The Mudcat Café TM
Thread #127524   Message #3652127
Posted By: Jim Carroll
19-Aug-14 - 01:38 PM
Thread Name: Origins: Who wrote The Night Visiting Song
Subject: RE: Origins: Who wrote The Night Visiting Song
"but I still don't agree that this was the case in 19th century southern England"
We simply don't know Steve - we have a tip-of-the iceberg guide to what made up the repertoire of the rural communities from 1899 onward, and what was documented went through the filters of gentlemen and lady collectors who had a very fixed idea of what they were looking for - the established folk song repertoire.
At the turn of the century the oral tradition was very much on the skids and collectors like Sharp were describing to as a thing of the past.

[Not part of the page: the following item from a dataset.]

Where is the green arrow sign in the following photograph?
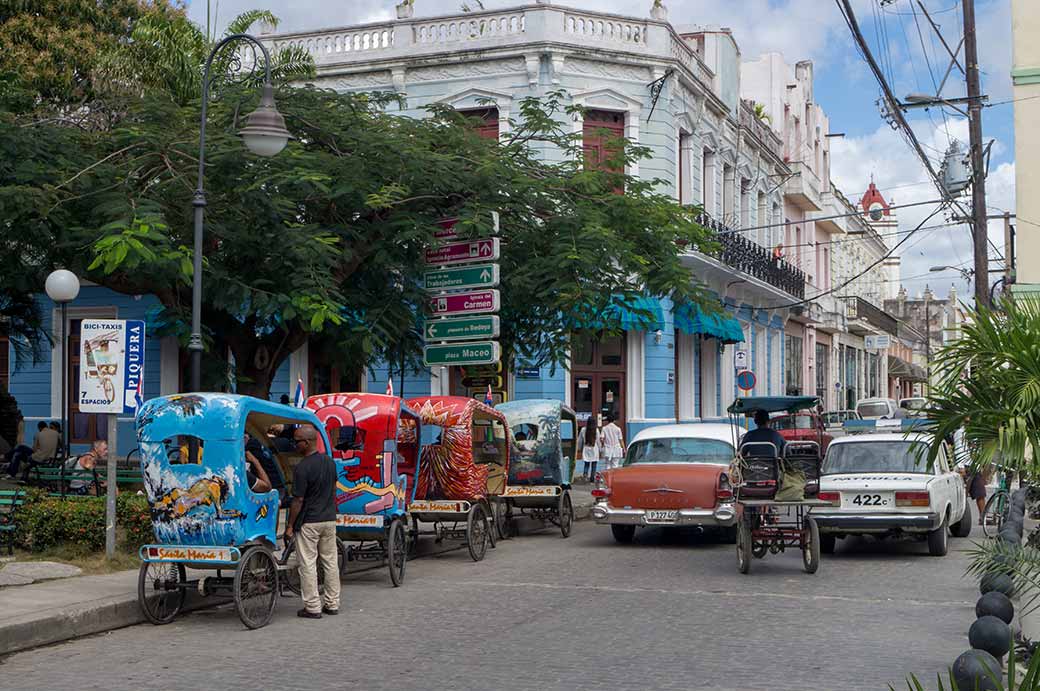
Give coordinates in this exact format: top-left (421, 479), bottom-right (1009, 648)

Burstow was never interviewed to any length abort the role of his songs and whether he lumped them all together; by the time Arthur Howard came along the singing tradition was a dim and distant memory with the exception of some small survivals.
Walter Pardon had a wide range of songs - music hall, Victorian Parlor ballads, early pop songs - but he spoke for hours on which he regarded as which
Blind Traveller, Mary Delaney had somewhere between 1 and 2 hundred traditional songs in her repertoire which she could have doubled, but firmly refused to do so because "they're not what you are looking for" (we never specified - she did).
This was a continuous thread running through our work and depending on what value the singers put of their songs.
"This is just silly, Jim."
'Fraid not Steve
You can sometimes date a song by its subject matter and you can identify its possible origins by the style in which it was made, but finding the earliest printed version does nothing but - well,.... give an indication to the earliest printed version - no more.
We have no idea if most of the songs existed in oral form prior to those dates.